Entretiens avec
- Samuel Aubert, Rotation – festival Les Siestes,
- Benoît Chastanet, festival Ecaussystème,
- Leyla Koob, Métisète – festival Fiest’A Sète,
- Muriel Palacio, What The Fest ?! – festival Ex Tenebris Lux,
réalisés par Jérôme Provençal, journaliste indépendant, dans le cadre de notre dossier « LES FESTIVALS INDÉPENDANTS : DE QUOI PARLE-T-ON ? EN OCCITANIE ».
Pouvez-vous présenter votre festival ?
Samuel Aubert : Intitulé à l’origine Les Siestes électroniques, puis rebaptisé simplement Les Siestes, le festival est né en 2002 à Toulouse. Depuis, il se décline également ailleurs, notamment en Île-de-France et à Coimbra (au Portugal). Comme le changement de nom le suggère, la ligne artistique, d’abord focalisée sur l’électronique, s’est ouverte au fil du temps à d’autres esthétiques. Nous nous présentons comme un festival de musiques aventureuses car nous ne voulons pas nous définir par tel ou tel genre musical. Ce qui nous caractérise avant tout au niveau de la programmation, c’est la volonté d’inviter des musicien·ne·s qui s’attachent précisément à enfreindre les codes de leurs univers esthétiques et qui développent des pratiques expérimentales. Actuellement, l’équipe comprend trois salariés à temps partiel. Durant le festival à Toulouse, nous mobilisons environ 80 bénévoles.

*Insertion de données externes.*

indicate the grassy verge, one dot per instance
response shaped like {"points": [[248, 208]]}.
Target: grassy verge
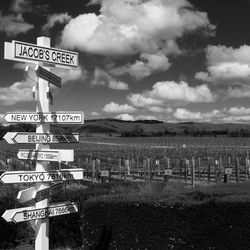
{"points": [[148, 215]]}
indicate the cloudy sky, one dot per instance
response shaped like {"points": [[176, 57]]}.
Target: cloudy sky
{"points": [[171, 60]]}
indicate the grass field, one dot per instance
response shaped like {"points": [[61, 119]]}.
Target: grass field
{"points": [[144, 215]]}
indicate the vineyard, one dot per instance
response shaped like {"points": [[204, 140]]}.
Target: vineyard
{"points": [[201, 160]]}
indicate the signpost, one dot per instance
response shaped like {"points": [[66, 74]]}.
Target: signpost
{"points": [[44, 57], [56, 155], [31, 213], [40, 138], [48, 76], [16, 177], [32, 194], [47, 117], [34, 53]]}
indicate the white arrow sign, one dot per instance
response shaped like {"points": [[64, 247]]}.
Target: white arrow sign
{"points": [[39, 195], [8, 137], [32, 53], [46, 155], [40, 138], [33, 176], [31, 213], [8, 214], [48, 76], [39, 155], [46, 117]]}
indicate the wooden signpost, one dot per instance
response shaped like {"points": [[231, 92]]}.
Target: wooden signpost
{"points": [[44, 57], [46, 117], [46, 155], [40, 138]]}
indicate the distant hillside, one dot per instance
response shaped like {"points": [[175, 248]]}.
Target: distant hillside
{"points": [[158, 128], [114, 127]]}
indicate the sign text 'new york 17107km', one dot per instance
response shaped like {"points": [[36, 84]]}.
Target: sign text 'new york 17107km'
{"points": [[47, 182]]}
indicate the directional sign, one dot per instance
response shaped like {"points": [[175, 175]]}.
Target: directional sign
{"points": [[48, 76], [33, 176], [31, 213], [32, 53], [46, 117], [40, 138], [26, 195], [39, 195], [39, 155], [46, 155], [8, 137], [51, 191], [8, 214]]}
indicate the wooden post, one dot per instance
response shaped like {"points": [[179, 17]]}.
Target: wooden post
{"points": [[208, 170], [93, 170], [246, 167], [199, 168], [145, 168], [193, 172], [149, 168], [185, 174], [120, 167], [237, 169], [42, 225]]}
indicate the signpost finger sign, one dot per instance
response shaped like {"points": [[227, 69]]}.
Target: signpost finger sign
{"points": [[44, 57]]}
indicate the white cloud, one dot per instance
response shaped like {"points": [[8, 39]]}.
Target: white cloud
{"points": [[54, 19], [226, 64], [148, 64], [238, 92], [125, 117], [239, 111], [116, 108], [94, 113], [118, 85], [145, 117], [17, 92], [128, 26], [102, 78], [13, 25], [157, 109], [21, 6], [169, 92], [70, 75], [94, 2]]}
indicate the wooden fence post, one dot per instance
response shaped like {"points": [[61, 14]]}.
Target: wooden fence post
{"points": [[186, 170], [93, 170], [237, 169], [209, 170], [193, 172]]}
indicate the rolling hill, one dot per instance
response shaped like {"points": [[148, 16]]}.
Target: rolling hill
{"points": [[114, 127]]}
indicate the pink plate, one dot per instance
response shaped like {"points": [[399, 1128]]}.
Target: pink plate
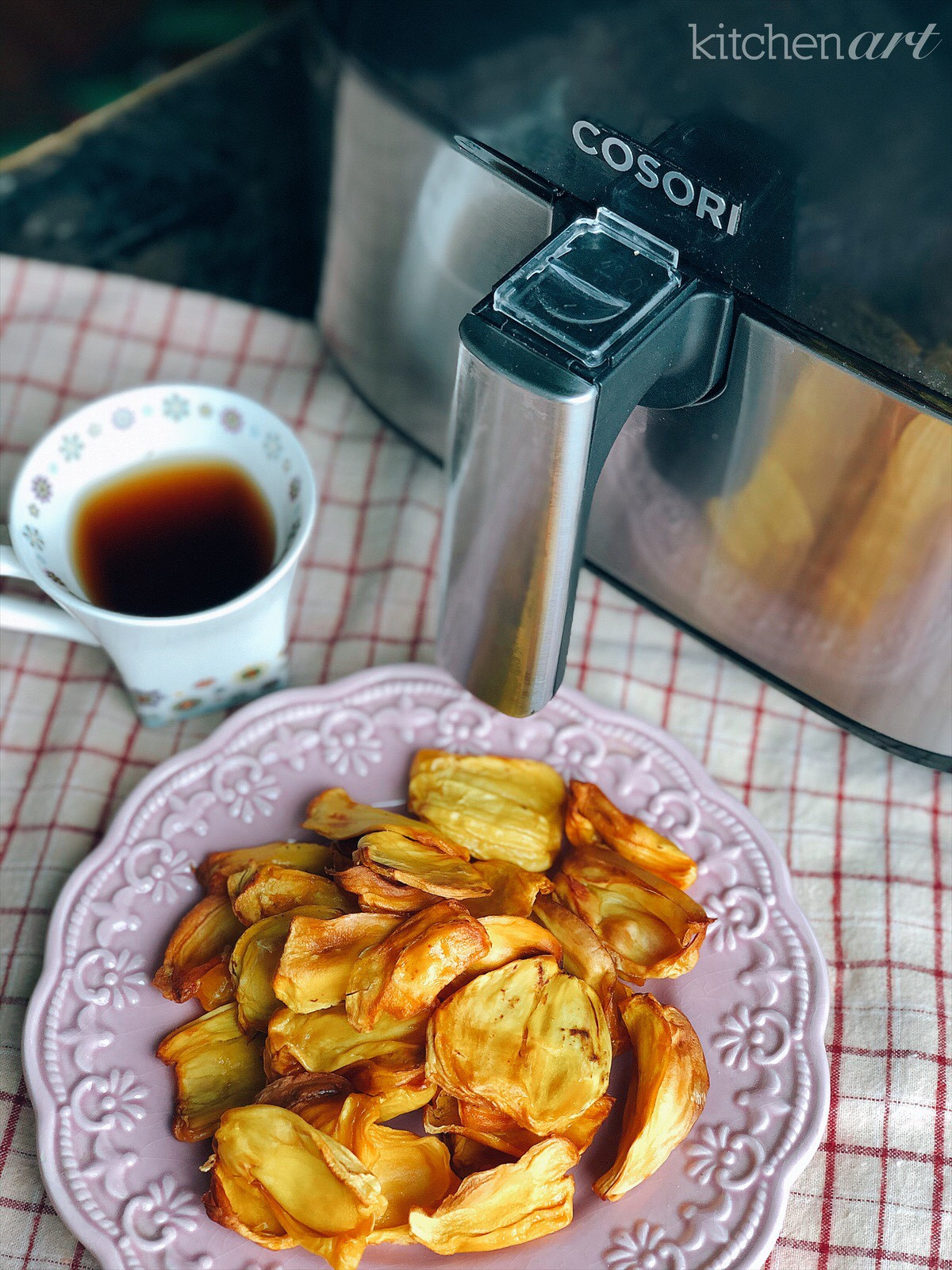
{"points": [[758, 996]]}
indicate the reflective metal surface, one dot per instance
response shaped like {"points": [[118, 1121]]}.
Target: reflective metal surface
{"points": [[803, 518], [513, 514], [416, 234]]}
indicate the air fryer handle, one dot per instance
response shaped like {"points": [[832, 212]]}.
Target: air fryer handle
{"points": [[551, 365]]}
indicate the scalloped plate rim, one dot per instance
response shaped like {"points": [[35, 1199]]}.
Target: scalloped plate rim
{"points": [[42, 1099]]}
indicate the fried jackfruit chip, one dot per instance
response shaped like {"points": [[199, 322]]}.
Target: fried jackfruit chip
{"points": [[494, 1128], [527, 1038], [505, 1206], [511, 939], [215, 987], [412, 1172], [305, 1090], [499, 808], [264, 891], [399, 857], [321, 954], [469, 1156], [593, 821], [216, 869], [201, 943], [653, 930], [309, 1094], [317, 1191], [336, 816], [668, 1089], [254, 959], [217, 1066], [327, 1041], [513, 893], [404, 975], [587, 958], [378, 895]]}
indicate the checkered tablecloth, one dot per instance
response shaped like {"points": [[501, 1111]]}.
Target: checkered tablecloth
{"points": [[866, 836]]}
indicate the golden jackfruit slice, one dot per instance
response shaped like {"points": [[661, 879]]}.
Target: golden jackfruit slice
{"points": [[310, 1092], [653, 930], [410, 1172], [336, 816], [327, 1041], [241, 1208], [593, 821], [469, 1156], [264, 891], [527, 1038], [317, 1189], [216, 869], [399, 857], [378, 895], [254, 960], [304, 1090], [215, 987], [321, 954], [201, 943], [404, 975], [509, 939], [505, 1206], [217, 1066], [587, 958], [666, 1095], [486, 1124], [513, 893], [499, 808]]}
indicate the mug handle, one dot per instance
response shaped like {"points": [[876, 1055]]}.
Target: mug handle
{"points": [[35, 616]]}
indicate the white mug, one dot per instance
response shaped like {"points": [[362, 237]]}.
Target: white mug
{"points": [[171, 667]]}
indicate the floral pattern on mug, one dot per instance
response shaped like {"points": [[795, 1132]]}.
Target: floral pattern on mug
{"points": [[148, 698], [175, 406], [71, 448]]}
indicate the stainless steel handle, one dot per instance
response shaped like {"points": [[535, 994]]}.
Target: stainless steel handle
{"points": [[551, 365], [520, 448]]}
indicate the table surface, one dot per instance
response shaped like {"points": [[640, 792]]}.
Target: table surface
{"points": [[867, 836]]}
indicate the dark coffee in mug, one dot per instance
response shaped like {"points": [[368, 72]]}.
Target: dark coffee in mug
{"points": [[173, 537]]}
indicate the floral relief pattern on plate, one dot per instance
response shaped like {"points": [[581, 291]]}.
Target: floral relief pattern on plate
{"points": [[758, 997]]}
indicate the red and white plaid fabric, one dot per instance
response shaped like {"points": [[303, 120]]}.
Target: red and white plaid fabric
{"points": [[866, 836]]}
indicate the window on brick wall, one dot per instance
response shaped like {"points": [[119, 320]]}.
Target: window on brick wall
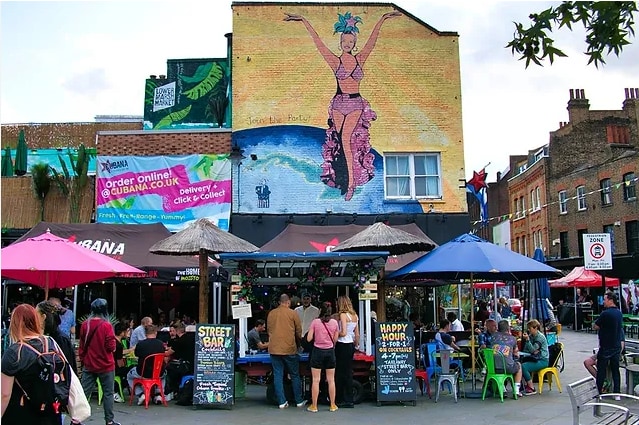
{"points": [[632, 236], [581, 198], [629, 187], [412, 176], [563, 202], [610, 229], [606, 192], [580, 240], [563, 245]]}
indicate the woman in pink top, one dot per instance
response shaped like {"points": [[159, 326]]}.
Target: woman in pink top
{"points": [[324, 331]]}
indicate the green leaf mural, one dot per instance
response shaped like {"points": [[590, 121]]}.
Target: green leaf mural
{"points": [[172, 117], [214, 76], [200, 74]]}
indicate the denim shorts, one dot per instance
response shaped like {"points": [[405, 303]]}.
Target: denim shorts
{"points": [[323, 358]]}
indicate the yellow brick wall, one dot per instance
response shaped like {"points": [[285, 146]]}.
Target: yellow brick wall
{"points": [[412, 80]]}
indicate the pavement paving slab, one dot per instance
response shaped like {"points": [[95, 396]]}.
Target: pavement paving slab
{"points": [[549, 408]]}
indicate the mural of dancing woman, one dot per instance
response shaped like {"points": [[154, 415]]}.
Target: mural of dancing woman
{"points": [[348, 162]]}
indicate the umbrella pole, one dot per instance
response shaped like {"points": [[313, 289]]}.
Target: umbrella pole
{"points": [[204, 278]]}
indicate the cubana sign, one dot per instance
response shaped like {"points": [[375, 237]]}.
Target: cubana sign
{"points": [[172, 190]]}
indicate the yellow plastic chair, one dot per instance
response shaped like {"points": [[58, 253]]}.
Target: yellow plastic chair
{"points": [[117, 380], [550, 371], [500, 379]]}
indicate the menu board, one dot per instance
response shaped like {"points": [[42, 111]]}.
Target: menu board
{"points": [[395, 362], [214, 379]]}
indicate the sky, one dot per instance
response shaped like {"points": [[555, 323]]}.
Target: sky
{"points": [[71, 61]]}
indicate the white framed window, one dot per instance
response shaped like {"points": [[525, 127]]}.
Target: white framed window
{"points": [[412, 176], [563, 202], [605, 186], [581, 198]]}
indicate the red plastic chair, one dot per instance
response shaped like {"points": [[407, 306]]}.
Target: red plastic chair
{"points": [[157, 362]]}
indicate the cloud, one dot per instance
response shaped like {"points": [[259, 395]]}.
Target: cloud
{"points": [[90, 83]]}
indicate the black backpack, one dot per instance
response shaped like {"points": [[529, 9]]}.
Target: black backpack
{"points": [[50, 391]]}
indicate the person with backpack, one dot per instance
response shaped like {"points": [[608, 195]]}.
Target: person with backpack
{"points": [[51, 316], [97, 345], [35, 375], [324, 332]]}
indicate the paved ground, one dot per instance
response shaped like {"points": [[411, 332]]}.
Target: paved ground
{"points": [[549, 408]]}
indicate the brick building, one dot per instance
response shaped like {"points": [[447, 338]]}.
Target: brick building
{"points": [[527, 193], [592, 183]]}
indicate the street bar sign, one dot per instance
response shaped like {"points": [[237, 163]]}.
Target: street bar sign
{"points": [[597, 252]]}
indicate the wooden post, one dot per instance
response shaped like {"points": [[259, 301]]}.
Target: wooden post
{"points": [[381, 297], [204, 286]]}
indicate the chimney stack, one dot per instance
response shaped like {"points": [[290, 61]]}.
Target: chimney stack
{"points": [[578, 106]]}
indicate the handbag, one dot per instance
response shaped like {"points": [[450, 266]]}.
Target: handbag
{"points": [[79, 407]]}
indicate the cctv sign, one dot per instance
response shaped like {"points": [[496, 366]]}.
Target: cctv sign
{"points": [[597, 254]]}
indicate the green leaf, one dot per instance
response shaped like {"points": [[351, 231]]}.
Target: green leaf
{"points": [[206, 85], [200, 74], [172, 117]]}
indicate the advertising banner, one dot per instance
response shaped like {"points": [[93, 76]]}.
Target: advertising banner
{"points": [[172, 190]]}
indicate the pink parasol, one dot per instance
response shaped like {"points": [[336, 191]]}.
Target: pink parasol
{"points": [[51, 262]]}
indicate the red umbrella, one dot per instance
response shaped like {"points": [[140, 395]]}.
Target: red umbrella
{"points": [[51, 262]]}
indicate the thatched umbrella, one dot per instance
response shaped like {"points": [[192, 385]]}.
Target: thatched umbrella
{"points": [[379, 236], [202, 238]]}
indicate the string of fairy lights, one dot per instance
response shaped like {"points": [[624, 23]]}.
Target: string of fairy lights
{"points": [[522, 214]]}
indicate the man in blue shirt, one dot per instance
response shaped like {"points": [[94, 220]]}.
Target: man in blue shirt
{"points": [[609, 327]]}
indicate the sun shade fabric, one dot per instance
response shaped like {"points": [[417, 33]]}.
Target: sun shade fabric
{"points": [[52, 262], [300, 238], [128, 243], [469, 256]]}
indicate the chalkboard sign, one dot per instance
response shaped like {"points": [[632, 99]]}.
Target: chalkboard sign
{"points": [[395, 362], [214, 379]]}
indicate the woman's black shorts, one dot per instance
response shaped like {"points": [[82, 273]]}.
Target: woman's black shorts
{"points": [[323, 358]]}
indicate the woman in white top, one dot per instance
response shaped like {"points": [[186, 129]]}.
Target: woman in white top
{"points": [[347, 342]]}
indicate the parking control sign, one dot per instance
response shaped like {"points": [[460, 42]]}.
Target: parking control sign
{"points": [[597, 254]]}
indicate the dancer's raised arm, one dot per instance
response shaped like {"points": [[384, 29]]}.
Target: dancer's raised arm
{"points": [[327, 54], [370, 44]]}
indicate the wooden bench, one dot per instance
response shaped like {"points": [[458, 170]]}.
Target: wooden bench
{"points": [[584, 394]]}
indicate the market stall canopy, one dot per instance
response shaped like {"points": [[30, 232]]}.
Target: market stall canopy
{"points": [[471, 257], [52, 262], [300, 238], [279, 268], [579, 277], [130, 244]]}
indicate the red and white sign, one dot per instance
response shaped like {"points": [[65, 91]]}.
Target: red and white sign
{"points": [[597, 252]]}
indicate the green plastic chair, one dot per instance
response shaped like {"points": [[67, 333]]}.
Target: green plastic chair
{"points": [[499, 379], [117, 380]]}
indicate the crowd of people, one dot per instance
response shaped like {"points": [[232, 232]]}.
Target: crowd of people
{"points": [[105, 351]]}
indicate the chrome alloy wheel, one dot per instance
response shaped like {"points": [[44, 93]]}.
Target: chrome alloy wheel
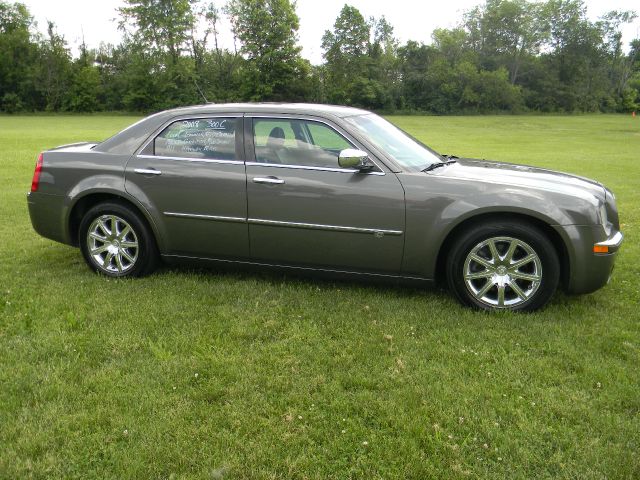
{"points": [[112, 244], [502, 272]]}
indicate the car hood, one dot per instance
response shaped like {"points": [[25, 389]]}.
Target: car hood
{"points": [[522, 176]]}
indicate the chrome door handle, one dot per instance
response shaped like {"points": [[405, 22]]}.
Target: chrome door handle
{"points": [[269, 180], [147, 171]]}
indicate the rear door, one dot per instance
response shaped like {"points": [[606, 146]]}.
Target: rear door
{"points": [[303, 209], [191, 176]]}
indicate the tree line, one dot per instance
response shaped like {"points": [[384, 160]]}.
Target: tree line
{"points": [[504, 56]]}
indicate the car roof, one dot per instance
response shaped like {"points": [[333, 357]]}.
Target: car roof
{"points": [[129, 139], [271, 108]]}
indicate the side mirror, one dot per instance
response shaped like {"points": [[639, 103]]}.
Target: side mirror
{"points": [[352, 158]]}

Benoît Chastanet : Ecaussystème a été créé en 2003. Il se déroule à Gignac, dans le Lot, à proximité de la Dordogne et de la Corrèze. Le village compte 680 habitants et accueille environ 40 000 personnes pendant le festival. L’initiative en revient à quelques jeunes, dont je faisais partie. Nous avions intégré le comité des fêtes du village avant de monter notre propre structure associative. Le festival a évolué peu à peu, s’est professionnalisé et s’est développé. Musicalement, il couvre tout le spectre des musiques actuelles, du rock à l’électro en passant par la pop, le jazz ou le hip-hop. L’équipe permanente se compose maintenant de quatre salariés à temps plein et l’organisation du festival nécessite le concours de 560 bénévoles.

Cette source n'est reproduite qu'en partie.